Quantum Computing and its impact on Quantum Machine Learning  

Quantum Computing has been an area of active research for the past 3 decades starting in the early 1990s. It is a cross disciplinary area at the intersection of quantum mechanics, computer science and communications.  Quantum computing uses principles of quantum mechanics as its physical and mathematical foundation to process information. This results in fundamentally influencing basic sciences (physics and chemistry), and applied technical areas including digital communications (specifically the Internet), machine learning, cryptography and gaming, to name a few.

That quantum computing has the potential to fundamentally disrupt almost all current areas of science, engineering and technology was a known fact. It is only in the current decade (2011-20) that scientists and engineers have been able to build “reasonable sized” physical quantum computers. National governments (US, Europe, China, India), consortiums (NASA, Google, D-Wave), large private companies (Google, IBM, Intel, Microsoft), startups (Rigetti, D-Wave) and venture capital funds (Quantum X for example) have been providing huge funds in this area. They are therefore strong motivators and influencers in starting to seriously look at addressing “hard problems” which conventional classical computers take years to solve and developing industry grade systems and algorithms to effectively address all the areas that I mentioned earlier. Quantum Supremacy or Quantum Speedup is the measure, which helps one to categorically state that quantum computers are better than today’s best-in-class “classical” computers in solving these hard problems.

Keeping in view all the points that I mentioned above, the audience can expect the following takeaways from my talk.

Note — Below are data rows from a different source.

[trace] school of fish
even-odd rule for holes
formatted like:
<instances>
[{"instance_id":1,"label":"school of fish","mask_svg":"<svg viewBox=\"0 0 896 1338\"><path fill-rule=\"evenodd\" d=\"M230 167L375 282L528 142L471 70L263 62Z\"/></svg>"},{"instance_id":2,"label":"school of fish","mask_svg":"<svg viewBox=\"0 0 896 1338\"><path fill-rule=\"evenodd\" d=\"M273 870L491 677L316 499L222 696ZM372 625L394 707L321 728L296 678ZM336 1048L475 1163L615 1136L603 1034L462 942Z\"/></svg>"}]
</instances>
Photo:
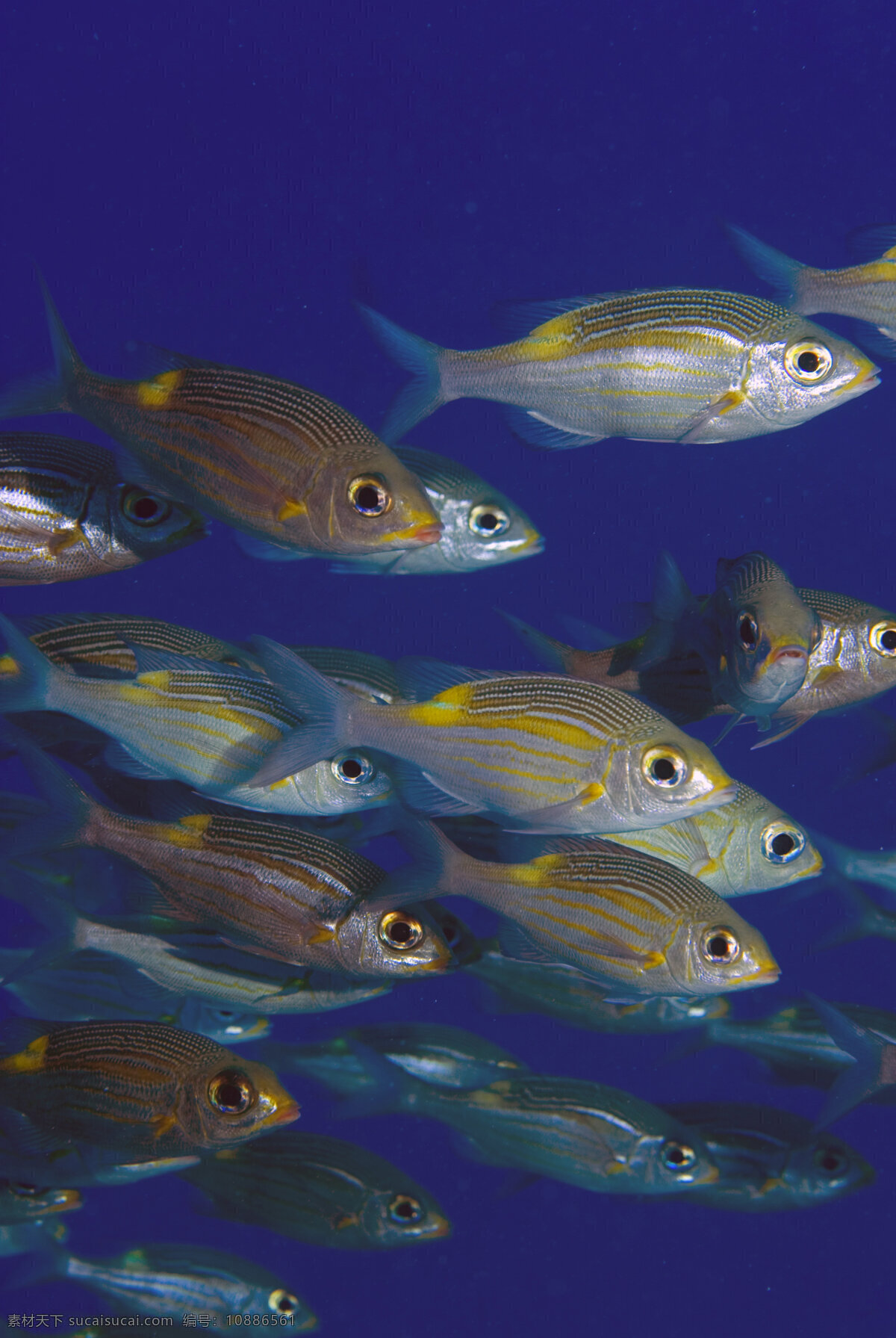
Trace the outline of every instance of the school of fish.
<instances>
[{"instance_id":1,"label":"school of fish","mask_svg":"<svg viewBox=\"0 0 896 1338\"><path fill-rule=\"evenodd\" d=\"M55 371L8 387L0 416L78 415L103 440L0 434L0 585L122 571L210 522L249 559L469 575L546 539L468 467L403 444L449 400L504 405L547 450L701 446L877 387L861 348L808 317L851 316L860 345L896 356L896 226L856 234L857 264L840 270L727 234L772 300L669 288L507 304L510 341L473 351L360 308L412 373L380 435L314 389L194 356L158 352L136 380L94 372L41 281ZM852 910L820 946L896 939L896 851L809 831L714 749L740 723L764 748L896 686L896 614L860 590L794 585L762 551L719 557L703 594L674 554L657 563L627 641L570 621L568 644L504 611L535 660L523 672L499 652L476 668L389 661L139 610L0 611L0 753L33 791L0 792L0 895L36 939L0 947L0 1258L28 1256L31 1279L67 1279L123 1317L316 1329L325 1305L301 1252L281 1278L223 1248L227 1222L342 1251L452 1227L451 1204L390 1160L298 1128L309 1084L340 1115L440 1121L459 1156L518 1188L543 1176L766 1212L873 1180L828 1127L896 1101L896 1014L806 994L738 1016L729 995L781 967L734 902L818 879L809 890L833 886ZM711 748L686 732L710 716L723 717ZM893 736L867 769L893 760ZM365 852L382 836L404 863ZM492 937L448 898L483 907ZM818 1119L651 1104L602 1082L599 1060L588 1078L538 1072L448 1020L334 1021L312 1042L281 1018L449 975L479 982L484 1012L746 1050L777 1082L822 1088ZM127 1185L136 1203L160 1175L193 1187L222 1248L70 1246L66 1215L91 1187Z\"/></svg>"}]
</instances>

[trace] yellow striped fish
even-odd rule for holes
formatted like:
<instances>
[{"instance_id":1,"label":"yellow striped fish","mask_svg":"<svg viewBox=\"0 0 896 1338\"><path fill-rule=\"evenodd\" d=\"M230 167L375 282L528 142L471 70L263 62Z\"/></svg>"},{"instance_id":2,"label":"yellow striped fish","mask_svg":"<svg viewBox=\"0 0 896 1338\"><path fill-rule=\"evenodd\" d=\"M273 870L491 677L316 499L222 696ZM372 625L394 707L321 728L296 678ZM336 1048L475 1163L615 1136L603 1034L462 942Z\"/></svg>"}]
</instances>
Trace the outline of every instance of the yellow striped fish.
<instances>
[{"instance_id":1,"label":"yellow striped fish","mask_svg":"<svg viewBox=\"0 0 896 1338\"><path fill-rule=\"evenodd\" d=\"M91 372L44 288L55 377L0 401L0 417L79 413L170 496L308 553L381 553L439 539L420 480L354 415L259 372L169 357L143 381Z\"/></svg>"},{"instance_id":2,"label":"yellow striped fish","mask_svg":"<svg viewBox=\"0 0 896 1338\"><path fill-rule=\"evenodd\" d=\"M127 483L100 446L0 435L0 585L123 571L205 534L198 511Z\"/></svg>"},{"instance_id":3,"label":"yellow striped fish","mask_svg":"<svg viewBox=\"0 0 896 1338\"><path fill-rule=\"evenodd\" d=\"M723 994L773 985L768 943L730 903L671 864L610 842L566 839L526 864L460 851L432 823L403 832L413 863L376 903L469 896L512 922L510 957L563 962L627 995Z\"/></svg>"},{"instance_id":4,"label":"yellow striped fish","mask_svg":"<svg viewBox=\"0 0 896 1338\"><path fill-rule=\"evenodd\" d=\"M118 747L107 760L119 769L182 780L241 807L312 816L395 799L384 769L357 751L334 749L336 756L320 765L267 787L245 784L300 717L266 678L229 662L231 653L241 656L237 648L152 619L51 622L56 625L36 633L48 650L44 654L0 617L8 648L15 645L13 654L0 657L0 712L62 710L114 736ZM135 650L140 640L144 646L183 644L215 658L205 662L167 650ZM71 672L78 664L111 669L132 661L136 668L135 656L160 668L132 678Z\"/></svg>"},{"instance_id":5,"label":"yellow striped fish","mask_svg":"<svg viewBox=\"0 0 896 1338\"><path fill-rule=\"evenodd\" d=\"M416 373L389 411L385 440L472 397L512 405L514 431L548 450L607 436L736 442L796 427L879 384L847 340L742 293L661 288L518 310L524 337L459 352L361 308L381 347Z\"/></svg>"},{"instance_id":6,"label":"yellow striped fish","mask_svg":"<svg viewBox=\"0 0 896 1338\"><path fill-rule=\"evenodd\" d=\"M257 637L253 648L304 720L271 749L257 784L361 747L401 759L400 788L419 812L492 811L534 831L651 827L734 797L705 744L626 693L548 674L465 681L471 670L433 661L436 685L447 677L455 686L376 705L285 646Z\"/></svg>"},{"instance_id":7,"label":"yellow striped fish","mask_svg":"<svg viewBox=\"0 0 896 1338\"><path fill-rule=\"evenodd\" d=\"M20 748L48 804L16 830L7 856L67 846L111 851L152 880L175 918L294 966L378 978L452 962L425 913L368 907L384 871L338 842L249 815L131 818L91 799L40 749L24 740Z\"/></svg>"}]
</instances>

This is also the way my session is structured.

  • Fundamentals of Quantum Computing such as the qubit (the basic measure of quantum computing power), superposition, entanglement etc.

  • An overview of National Governments and national organizations of most countries including US, Europe, China and India and companies such as Google, IBM etc. which are focusing on and providing huge funds to develop quantum computers and associated spin offs in all the above areas.

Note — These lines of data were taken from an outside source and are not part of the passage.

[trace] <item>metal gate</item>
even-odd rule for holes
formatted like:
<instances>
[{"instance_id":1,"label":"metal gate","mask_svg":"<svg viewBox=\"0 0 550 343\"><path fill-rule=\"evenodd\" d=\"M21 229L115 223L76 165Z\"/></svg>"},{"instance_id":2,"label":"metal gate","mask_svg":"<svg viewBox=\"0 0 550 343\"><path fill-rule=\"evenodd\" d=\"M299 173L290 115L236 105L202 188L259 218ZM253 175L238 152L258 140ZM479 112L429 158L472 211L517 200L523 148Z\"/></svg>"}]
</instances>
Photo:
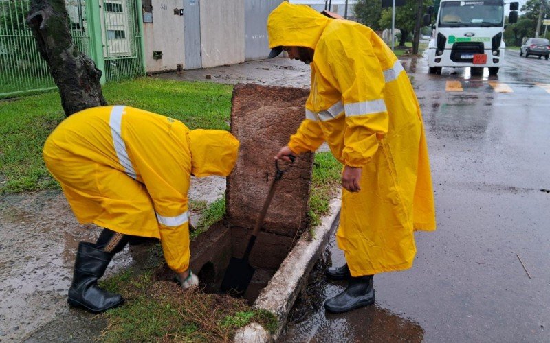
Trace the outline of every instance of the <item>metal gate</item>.
<instances>
[{"instance_id":1,"label":"metal gate","mask_svg":"<svg viewBox=\"0 0 550 343\"><path fill-rule=\"evenodd\" d=\"M267 58L267 16L283 0L245 0L245 60Z\"/></svg>"},{"instance_id":2,"label":"metal gate","mask_svg":"<svg viewBox=\"0 0 550 343\"><path fill-rule=\"evenodd\" d=\"M142 25L139 20L142 14L138 2L135 0L101 0L100 3L101 36L107 81L144 75Z\"/></svg>"},{"instance_id":3,"label":"metal gate","mask_svg":"<svg viewBox=\"0 0 550 343\"><path fill-rule=\"evenodd\" d=\"M199 0L184 0L185 69L202 67L201 60L201 8Z\"/></svg>"},{"instance_id":4,"label":"metal gate","mask_svg":"<svg viewBox=\"0 0 550 343\"><path fill-rule=\"evenodd\" d=\"M73 42L107 81L144 75L141 0L65 0ZM0 97L54 89L25 20L30 0L0 0Z\"/></svg>"}]
</instances>

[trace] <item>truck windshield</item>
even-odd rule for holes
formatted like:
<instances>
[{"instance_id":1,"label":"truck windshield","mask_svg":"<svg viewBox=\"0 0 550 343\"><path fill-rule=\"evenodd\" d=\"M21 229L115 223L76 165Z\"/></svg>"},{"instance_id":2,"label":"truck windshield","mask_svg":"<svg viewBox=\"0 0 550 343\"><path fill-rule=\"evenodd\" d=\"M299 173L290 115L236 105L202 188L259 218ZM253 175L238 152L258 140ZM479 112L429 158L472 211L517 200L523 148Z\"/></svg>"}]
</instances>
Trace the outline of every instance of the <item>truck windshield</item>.
<instances>
[{"instance_id":1,"label":"truck windshield","mask_svg":"<svg viewBox=\"0 0 550 343\"><path fill-rule=\"evenodd\" d=\"M504 3L485 1L448 1L441 3L440 27L488 27L503 26Z\"/></svg>"}]
</instances>

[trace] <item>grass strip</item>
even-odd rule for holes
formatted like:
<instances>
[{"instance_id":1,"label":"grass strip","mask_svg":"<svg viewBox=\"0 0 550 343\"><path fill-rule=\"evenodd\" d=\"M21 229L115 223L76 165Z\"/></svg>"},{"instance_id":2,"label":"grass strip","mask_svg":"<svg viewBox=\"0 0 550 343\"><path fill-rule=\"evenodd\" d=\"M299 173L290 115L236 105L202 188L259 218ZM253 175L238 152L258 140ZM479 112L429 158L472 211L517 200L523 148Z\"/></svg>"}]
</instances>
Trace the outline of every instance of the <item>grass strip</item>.
<instances>
[{"instance_id":1,"label":"grass strip","mask_svg":"<svg viewBox=\"0 0 550 343\"><path fill-rule=\"evenodd\" d=\"M277 327L274 315L251 309L243 299L183 289L175 283L154 281L152 275L132 276L126 271L101 283L126 302L103 314L109 324L100 340L230 342L239 328L253 321L272 333Z\"/></svg>"},{"instance_id":2,"label":"grass strip","mask_svg":"<svg viewBox=\"0 0 550 343\"><path fill-rule=\"evenodd\" d=\"M342 164L331 152L315 154L311 190L309 192L310 226L321 224L320 217L329 213L329 202L340 189Z\"/></svg>"},{"instance_id":3,"label":"grass strip","mask_svg":"<svg viewBox=\"0 0 550 343\"><path fill-rule=\"evenodd\" d=\"M110 82L110 104L181 120L190 129L229 130L232 86L150 78ZM42 159L50 133L65 118L58 92L0 100L0 194L58 187Z\"/></svg>"}]
</instances>

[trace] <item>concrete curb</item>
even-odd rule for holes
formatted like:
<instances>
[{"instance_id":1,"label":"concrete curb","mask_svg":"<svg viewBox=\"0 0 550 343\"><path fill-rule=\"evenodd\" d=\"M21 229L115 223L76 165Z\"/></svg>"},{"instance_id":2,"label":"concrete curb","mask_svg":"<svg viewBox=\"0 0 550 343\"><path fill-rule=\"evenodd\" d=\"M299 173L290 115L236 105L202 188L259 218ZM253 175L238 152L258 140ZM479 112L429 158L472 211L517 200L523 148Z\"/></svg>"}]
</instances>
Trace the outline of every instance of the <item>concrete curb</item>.
<instances>
[{"instance_id":1,"label":"concrete curb","mask_svg":"<svg viewBox=\"0 0 550 343\"><path fill-rule=\"evenodd\" d=\"M329 214L322 218L321 224L315 229L315 238L309 240L302 237L298 241L254 302L254 307L269 311L276 316L278 325L275 333L271 335L258 323L253 322L237 331L234 342L260 343L277 340L298 293L336 228L340 210L340 200L333 199Z\"/></svg>"}]
</instances>

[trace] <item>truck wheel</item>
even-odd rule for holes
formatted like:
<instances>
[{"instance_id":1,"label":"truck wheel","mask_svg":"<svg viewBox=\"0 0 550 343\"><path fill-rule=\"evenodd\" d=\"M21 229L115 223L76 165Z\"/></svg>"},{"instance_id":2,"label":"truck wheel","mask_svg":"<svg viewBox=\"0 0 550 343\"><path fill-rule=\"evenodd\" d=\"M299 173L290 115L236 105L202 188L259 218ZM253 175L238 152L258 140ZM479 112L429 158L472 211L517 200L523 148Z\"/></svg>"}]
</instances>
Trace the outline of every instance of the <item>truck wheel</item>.
<instances>
[{"instance_id":1,"label":"truck wheel","mask_svg":"<svg viewBox=\"0 0 550 343\"><path fill-rule=\"evenodd\" d=\"M470 73L472 75L483 75L483 67L470 67Z\"/></svg>"}]
</instances>

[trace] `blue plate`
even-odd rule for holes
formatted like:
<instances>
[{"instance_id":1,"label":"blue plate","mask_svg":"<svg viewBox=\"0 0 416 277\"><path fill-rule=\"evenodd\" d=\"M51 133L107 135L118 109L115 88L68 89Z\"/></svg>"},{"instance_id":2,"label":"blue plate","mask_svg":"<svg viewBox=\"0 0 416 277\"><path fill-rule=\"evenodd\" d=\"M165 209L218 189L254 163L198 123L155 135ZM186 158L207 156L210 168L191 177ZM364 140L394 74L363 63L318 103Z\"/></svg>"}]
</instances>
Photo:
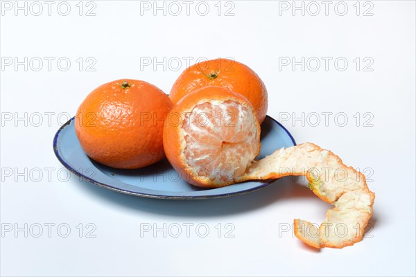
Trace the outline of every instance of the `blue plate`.
<instances>
[{"instance_id":1,"label":"blue plate","mask_svg":"<svg viewBox=\"0 0 416 277\"><path fill-rule=\"evenodd\" d=\"M96 185L119 193L161 199L225 197L264 188L275 180L252 181L223 188L204 189L180 179L167 159L137 170L119 170L98 163L87 156L75 134L74 118L64 124L53 138L53 150L71 172ZM261 150L258 158L283 147L295 145L287 129L270 116L261 125Z\"/></svg>"}]
</instances>

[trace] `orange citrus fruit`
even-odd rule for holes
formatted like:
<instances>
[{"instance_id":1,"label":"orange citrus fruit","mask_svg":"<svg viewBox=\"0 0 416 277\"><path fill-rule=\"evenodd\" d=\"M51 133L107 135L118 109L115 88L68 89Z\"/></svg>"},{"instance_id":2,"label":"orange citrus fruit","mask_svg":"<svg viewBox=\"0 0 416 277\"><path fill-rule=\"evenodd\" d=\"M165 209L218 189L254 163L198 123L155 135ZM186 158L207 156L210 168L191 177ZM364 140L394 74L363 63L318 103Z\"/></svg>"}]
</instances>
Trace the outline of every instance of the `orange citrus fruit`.
<instances>
[{"instance_id":1,"label":"orange citrus fruit","mask_svg":"<svg viewBox=\"0 0 416 277\"><path fill-rule=\"evenodd\" d=\"M92 159L139 168L164 157L163 126L173 104L157 87L123 79L92 91L78 109L75 130Z\"/></svg>"},{"instance_id":2,"label":"orange citrus fruit","mask_svg":"<svg viewBox=\"0 0 416 277\"><path fill-rule=\"evenodd\" d=\"M198 186L234 183L260 151L256 111L243 96L220 87L187 95L168 114L166 157L181 177Z\"/></svg>"},{"instance_id":3,"label":"orange citrus fruit","mask_svg":"<svg viewBox=\"0 0 416 277\"><path fill-rule=\"evenodd\" d=\"M219 58L187 68L173 84L170 97L177 103L189 93L209 86L223 87L243 95L254 107L261 124L267 113L266 86L250 67L233 60Z\"/></svg>"}]
</instances>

  • Why is quantum computing getting increasingly important from the perspective of addressing real life hard problems in pure sciences and the computer industry which the current classical computers cannot address.

  • What is the meaning of “hard” problems from a quantitative or mathematical perspective.
  • A brief overview of the algorithms which took quantum computing from a pure scientific area of research to become a strong contender to equivalent classical algorithms.

  • What is the meaning of Quantum Speedup or Quantum Supremacy and how does this impact the performance of classical Machine learning algorithms.

  • A couple of real-life examples on the quantum speedup.
  • What are the software tools available in the market today to work on quantum computing problems?


Dr. Mandaar Pande


Dr. Mandaar Pande is currently a Professor of IT at the Symbiosis Centre for Information Technology, Pune (a constituent of Symbiosis International (Deemed) University). After completing a Ph.D. in Theoretical Physics from the University of Hyderabad on practical uses of nonlinear phenomena in nonlinear optics, he comes with around 25 years of varied experiences in industry and academia.


In his initial stint in academics, he was a faculty at BITS, Pilani, where he taught digital electronics and communications. For two decades in IT industry, he worked with Tech Mahindra and Wipro on multiple projects and global programs specifically addressing the non functional and performance engineering space across all industry verticals. He was globally heading the Performance Engineering Practice at Wipro from 2013-2017.


After moving back to academics in 2017, he has been teaching IT subjects with focus on Data Science and Data Analytics and using Design Thinking to bring in innovative approaches to problem solving. He is working on industry oriented and pure scientific research problems in Quantum Computing, Quantum Machine Learning and Quantum Communications. These are cross-disciplinary areas encompassing Quantum Physics, Computer Science and Communications, and are the future of computing.